Pervis Estupinan and Ben Mee (both £5.0m) are the standout options in defence, with midfielders Kaoru Mitoma and Bryan Mbeumo (both £6.5m), along with forward Evan Ferguson (£6.0m), all looking likely to deliver major value from the outset.
Don’t take unnecessary risks
When constructing your squad, look to limit the risk attached to each decision.
If a player is uncertain of featuring, for example, whether it be due to injury or a lack of pre-season action, simply leave them out and select someone more reliable.
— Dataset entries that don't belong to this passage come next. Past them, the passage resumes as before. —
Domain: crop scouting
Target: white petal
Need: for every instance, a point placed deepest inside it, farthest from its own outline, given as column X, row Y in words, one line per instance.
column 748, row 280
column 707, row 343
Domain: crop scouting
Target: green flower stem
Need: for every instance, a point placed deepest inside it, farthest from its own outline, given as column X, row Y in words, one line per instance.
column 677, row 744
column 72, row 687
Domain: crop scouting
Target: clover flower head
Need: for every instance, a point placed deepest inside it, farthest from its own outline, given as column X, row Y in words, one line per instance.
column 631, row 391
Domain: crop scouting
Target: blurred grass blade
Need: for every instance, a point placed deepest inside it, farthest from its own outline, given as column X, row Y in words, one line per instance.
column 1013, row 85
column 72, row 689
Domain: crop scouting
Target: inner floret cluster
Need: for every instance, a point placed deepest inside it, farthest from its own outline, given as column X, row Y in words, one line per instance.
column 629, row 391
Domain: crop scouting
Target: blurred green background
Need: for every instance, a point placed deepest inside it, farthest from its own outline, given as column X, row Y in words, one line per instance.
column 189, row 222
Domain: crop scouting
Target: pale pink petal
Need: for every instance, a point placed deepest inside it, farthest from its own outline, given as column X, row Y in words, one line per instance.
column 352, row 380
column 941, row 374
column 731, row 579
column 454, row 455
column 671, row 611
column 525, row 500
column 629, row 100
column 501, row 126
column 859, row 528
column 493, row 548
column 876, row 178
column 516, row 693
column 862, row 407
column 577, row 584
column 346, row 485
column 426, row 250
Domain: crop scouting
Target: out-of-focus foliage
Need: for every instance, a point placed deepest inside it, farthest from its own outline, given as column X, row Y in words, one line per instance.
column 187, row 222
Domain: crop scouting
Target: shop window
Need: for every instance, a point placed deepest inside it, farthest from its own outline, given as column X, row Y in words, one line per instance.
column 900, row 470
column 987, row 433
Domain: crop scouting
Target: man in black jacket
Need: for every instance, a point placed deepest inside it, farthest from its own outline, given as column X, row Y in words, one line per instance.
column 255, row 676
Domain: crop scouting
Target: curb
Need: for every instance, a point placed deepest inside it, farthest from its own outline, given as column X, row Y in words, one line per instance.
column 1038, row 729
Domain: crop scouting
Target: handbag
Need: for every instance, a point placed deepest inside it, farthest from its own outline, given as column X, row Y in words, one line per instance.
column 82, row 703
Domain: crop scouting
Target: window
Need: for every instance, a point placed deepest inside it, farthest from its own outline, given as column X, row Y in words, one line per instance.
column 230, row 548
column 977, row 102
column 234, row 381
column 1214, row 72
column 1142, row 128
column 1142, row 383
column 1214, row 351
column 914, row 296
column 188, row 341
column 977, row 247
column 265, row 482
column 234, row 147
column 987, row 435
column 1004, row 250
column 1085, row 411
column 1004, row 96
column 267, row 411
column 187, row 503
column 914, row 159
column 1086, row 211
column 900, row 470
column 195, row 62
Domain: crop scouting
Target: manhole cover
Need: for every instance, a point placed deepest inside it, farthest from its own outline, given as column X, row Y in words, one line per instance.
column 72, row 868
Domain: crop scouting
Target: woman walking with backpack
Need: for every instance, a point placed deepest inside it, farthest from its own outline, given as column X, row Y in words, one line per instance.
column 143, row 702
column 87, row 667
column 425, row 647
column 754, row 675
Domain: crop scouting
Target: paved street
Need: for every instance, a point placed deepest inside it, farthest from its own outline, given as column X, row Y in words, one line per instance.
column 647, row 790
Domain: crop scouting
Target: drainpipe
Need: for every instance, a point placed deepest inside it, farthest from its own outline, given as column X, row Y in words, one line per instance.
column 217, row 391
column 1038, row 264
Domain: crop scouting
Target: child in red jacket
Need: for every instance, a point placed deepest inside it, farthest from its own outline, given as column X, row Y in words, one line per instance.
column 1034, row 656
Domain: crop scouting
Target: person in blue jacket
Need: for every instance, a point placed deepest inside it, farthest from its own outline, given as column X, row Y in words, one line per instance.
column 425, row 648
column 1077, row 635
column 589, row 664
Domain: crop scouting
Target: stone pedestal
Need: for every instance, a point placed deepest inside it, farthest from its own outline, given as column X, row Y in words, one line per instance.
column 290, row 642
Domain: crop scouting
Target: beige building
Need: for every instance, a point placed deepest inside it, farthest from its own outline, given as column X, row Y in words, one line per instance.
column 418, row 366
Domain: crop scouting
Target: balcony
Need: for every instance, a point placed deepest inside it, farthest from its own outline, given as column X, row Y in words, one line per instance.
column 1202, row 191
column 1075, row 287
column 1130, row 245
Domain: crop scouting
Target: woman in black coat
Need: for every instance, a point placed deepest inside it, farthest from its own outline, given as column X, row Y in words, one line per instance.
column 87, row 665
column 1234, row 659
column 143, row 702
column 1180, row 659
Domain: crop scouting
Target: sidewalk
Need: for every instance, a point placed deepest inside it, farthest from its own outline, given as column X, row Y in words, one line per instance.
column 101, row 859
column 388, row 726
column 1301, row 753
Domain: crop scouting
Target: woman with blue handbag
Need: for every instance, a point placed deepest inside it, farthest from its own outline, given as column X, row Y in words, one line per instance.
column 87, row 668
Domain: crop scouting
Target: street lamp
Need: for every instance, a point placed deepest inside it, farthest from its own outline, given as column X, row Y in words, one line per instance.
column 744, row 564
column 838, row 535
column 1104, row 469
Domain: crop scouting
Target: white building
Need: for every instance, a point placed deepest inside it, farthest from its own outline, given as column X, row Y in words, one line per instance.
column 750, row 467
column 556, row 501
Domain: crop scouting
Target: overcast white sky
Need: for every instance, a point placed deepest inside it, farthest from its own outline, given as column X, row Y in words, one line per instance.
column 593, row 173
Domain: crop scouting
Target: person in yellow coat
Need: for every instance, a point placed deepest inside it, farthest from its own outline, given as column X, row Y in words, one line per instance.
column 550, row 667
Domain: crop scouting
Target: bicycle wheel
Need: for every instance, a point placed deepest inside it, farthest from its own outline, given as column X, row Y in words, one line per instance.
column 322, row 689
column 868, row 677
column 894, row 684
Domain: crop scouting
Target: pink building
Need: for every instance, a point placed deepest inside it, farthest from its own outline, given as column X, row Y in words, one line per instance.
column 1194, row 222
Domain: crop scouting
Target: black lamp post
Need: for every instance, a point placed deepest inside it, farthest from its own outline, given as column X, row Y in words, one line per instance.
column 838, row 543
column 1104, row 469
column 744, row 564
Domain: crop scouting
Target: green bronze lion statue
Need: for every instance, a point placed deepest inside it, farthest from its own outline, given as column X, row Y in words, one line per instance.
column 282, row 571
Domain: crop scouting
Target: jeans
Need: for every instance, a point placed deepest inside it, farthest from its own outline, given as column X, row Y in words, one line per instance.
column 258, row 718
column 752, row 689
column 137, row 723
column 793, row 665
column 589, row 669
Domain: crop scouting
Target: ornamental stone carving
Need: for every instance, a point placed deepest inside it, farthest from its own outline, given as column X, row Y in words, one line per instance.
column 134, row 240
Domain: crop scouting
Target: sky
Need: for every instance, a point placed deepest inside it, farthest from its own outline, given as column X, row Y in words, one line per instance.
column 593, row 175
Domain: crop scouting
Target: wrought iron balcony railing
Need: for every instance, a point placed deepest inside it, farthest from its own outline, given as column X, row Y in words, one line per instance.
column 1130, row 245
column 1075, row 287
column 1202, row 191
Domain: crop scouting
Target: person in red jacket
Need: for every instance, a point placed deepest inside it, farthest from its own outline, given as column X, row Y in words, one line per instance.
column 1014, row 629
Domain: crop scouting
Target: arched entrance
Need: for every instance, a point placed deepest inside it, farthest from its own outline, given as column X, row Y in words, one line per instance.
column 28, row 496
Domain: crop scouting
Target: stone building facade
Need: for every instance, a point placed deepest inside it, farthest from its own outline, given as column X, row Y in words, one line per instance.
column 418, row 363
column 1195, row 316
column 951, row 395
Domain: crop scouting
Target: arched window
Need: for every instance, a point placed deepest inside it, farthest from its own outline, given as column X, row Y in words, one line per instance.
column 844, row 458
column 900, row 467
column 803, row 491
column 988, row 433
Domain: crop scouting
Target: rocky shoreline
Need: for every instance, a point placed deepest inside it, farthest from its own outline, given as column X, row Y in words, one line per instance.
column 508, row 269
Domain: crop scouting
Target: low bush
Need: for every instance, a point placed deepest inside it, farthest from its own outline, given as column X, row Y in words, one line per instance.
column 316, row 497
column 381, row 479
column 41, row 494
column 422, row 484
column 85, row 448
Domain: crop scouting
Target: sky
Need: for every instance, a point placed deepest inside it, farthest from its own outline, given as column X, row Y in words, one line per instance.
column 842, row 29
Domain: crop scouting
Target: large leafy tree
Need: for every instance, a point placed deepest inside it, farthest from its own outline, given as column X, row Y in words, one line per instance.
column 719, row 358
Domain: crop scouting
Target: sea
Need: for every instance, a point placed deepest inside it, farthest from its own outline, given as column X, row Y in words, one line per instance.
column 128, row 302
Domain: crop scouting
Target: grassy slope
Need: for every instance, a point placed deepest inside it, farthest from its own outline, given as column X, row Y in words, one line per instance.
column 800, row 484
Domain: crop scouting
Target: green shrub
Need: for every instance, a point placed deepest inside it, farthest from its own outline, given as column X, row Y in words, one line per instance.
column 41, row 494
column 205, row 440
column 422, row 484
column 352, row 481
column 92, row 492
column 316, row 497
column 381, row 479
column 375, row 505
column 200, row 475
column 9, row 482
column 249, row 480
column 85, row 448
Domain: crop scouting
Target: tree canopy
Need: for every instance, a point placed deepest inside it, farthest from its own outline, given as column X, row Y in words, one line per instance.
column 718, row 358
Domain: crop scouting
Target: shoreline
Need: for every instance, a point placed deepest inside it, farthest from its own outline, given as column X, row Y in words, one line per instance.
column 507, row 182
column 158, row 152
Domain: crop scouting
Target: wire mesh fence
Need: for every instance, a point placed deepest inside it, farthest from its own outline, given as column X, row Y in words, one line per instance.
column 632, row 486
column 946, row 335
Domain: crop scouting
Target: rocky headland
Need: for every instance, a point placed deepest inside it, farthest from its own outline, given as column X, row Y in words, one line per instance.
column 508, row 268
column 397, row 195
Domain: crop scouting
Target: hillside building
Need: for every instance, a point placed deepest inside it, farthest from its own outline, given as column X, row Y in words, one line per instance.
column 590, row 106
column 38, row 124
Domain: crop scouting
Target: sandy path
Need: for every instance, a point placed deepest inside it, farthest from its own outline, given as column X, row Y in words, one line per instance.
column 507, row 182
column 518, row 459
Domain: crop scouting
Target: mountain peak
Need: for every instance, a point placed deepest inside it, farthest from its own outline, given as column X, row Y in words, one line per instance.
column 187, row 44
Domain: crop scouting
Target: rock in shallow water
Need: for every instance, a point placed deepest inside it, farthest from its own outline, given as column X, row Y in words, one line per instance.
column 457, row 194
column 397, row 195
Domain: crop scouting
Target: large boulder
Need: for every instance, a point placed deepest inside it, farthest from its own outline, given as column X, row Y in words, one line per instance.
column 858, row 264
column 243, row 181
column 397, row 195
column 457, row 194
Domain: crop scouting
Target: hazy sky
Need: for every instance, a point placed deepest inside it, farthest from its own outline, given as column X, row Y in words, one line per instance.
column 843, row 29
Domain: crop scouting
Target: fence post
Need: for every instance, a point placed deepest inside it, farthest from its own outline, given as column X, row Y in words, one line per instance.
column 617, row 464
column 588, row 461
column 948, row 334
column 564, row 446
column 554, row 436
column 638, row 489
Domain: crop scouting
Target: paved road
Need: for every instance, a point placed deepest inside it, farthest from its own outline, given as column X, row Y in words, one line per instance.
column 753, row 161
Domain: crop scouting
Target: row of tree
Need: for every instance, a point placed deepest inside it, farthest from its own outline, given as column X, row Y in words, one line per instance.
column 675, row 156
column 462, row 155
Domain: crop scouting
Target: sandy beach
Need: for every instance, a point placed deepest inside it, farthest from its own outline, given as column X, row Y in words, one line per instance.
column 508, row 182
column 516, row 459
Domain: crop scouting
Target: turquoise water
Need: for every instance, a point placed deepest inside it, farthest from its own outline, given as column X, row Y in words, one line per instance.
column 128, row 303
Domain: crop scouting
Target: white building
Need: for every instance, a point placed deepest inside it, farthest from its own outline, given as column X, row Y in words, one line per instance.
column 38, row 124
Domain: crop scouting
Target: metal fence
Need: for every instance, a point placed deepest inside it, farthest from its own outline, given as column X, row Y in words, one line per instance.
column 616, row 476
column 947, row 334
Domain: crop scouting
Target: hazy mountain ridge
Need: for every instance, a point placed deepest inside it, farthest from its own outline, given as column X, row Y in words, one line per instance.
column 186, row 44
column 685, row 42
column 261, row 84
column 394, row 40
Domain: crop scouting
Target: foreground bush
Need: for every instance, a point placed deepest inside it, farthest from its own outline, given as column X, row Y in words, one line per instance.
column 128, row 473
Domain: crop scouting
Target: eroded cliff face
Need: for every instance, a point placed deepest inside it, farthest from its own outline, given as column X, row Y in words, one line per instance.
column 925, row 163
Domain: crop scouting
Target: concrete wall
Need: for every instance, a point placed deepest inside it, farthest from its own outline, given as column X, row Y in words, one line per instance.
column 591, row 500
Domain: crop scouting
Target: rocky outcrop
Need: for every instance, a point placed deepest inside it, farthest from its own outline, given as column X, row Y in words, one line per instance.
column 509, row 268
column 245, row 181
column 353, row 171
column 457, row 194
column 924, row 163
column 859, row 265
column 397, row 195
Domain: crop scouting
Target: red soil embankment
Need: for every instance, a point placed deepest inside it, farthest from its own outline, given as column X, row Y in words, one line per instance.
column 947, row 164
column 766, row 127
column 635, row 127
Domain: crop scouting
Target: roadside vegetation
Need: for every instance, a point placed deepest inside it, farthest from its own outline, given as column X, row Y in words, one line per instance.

This approach should be the same when picking your captain, who scores double points in each Gameweek.
In Gameweek 1 of 2023/24 Fantasy, picking a captain should be a very straightforward decision for most managers. Over 86 per cent currently own Erling Haaland (£14.0m) ahead of Manchester City’s trip to Burnley.
In any given Gameweek last season, Haaland was typically captained by over eight million of the 11.4million managers who played Fantasy. This suggests he will be the overwhelming armband favourite in Gameweek 1.
Granted, there are a number of strong alternatives such as Marcus Rashford (£9.0m) and Bukayo Saka (£8.5m). But with millions very likely to rely on Haaland, captaining anyone other than the Norwegian seems an unnecessary risk to start the season.
Go cheap on the bench
Managers should look to invest heavily in their starting XI and mainly use the bench for cut-price picks who you can turn to in emergencies.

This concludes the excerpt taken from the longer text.